Elranatamab—a humanized B-cell maturation antigen (BCMA)-CD3 bispecific antibody—continues to show potential as an effective, relatively safe agent for heavily pretreated patients with multiple myeloma, according to Alexander M. Lesokhin, MD, of Memorial Sloan Kettering Cancer Center and Weill Cornell Medical College, New York, and colleagues, in describing the results of their research in Nature Medicine. Specifically, they reported on the 123-patient cohort A of the ongoing phase II MagnetisMM-3 trial.

MagnetisMM-3 includes patients with relapsed or refractory disease who received subcutaneous elranatamab once weekly after two step-up priming doses.
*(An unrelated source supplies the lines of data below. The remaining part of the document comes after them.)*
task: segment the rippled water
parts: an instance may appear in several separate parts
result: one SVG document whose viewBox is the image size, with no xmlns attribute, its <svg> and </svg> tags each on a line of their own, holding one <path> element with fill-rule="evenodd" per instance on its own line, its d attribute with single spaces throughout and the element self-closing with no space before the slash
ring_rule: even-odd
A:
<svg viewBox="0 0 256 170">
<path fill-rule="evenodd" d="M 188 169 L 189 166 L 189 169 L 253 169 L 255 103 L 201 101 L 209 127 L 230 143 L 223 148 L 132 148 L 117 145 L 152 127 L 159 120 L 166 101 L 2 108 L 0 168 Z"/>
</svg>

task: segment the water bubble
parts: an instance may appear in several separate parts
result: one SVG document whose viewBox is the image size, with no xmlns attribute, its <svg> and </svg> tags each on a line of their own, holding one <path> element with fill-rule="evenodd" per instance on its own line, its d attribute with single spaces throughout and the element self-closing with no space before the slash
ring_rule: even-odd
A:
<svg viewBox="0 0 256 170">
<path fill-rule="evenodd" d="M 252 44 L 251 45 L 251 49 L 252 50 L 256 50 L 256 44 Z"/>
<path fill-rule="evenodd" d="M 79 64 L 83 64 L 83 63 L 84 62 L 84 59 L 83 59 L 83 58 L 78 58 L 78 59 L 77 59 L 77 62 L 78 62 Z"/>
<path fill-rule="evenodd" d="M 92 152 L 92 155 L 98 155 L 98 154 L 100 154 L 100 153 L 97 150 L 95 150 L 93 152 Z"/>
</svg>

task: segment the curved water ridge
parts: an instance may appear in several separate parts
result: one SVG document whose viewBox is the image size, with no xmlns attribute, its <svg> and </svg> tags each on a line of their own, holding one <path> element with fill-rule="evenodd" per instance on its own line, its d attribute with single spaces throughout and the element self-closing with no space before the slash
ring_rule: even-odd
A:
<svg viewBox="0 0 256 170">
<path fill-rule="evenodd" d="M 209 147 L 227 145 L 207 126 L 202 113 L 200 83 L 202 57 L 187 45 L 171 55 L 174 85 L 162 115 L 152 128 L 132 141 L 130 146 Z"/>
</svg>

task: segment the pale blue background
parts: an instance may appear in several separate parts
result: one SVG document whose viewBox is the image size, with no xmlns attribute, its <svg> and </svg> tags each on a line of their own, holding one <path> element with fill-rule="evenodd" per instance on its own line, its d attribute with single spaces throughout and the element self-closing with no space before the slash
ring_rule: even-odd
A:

Then, after six cycles, persistent responders switched to once-every-2-weeks dosing. Cohort A comprises patients without prior BCMA-directed therapy.

In cohort A, 50 responders switched to biweekly dosing, and 40 (80%) improved or maintained their response for 6 or more months. The primary endpoint of confirmed objective response rate by blinded independent central review was met: 61% (75 of 123 patients), with 35% having a complete response or better.

With a median follow-up of 14.7 months, three secondary endpoints—median duration of response, progression-free survival, and overall survival—have not been reached, noted the team. “[The] 15-month rates were 71.5%, 50.9%, and 56.7%, respectively,” they added.

With biweekly dosing, grade 3 or 4 adverse events decreased from 58.6% to 46.6%, indicating this strategy may improve long-term safety without compromising efficacy. Common adverse events (any grade; grade 3 or 4) included infections (69.9%; 39.8%), cytokine-release syndrome (57.7%; 0%), anemia (48.8%; 37.4%), and neutropenia (48.8%; 48.8%).

Of note, elranatamab is “a readily accessible, off-the-shelf therapy, which provides an option for patients unable to access chimeric antigen receptor T-cell therapy,” the researchers pointed out. “These results support [its] continued development as monotherapy and its further investigation in combination with standard or new therapies.”

Disclosure: The study authors’ disclosure information can be found at nature.com.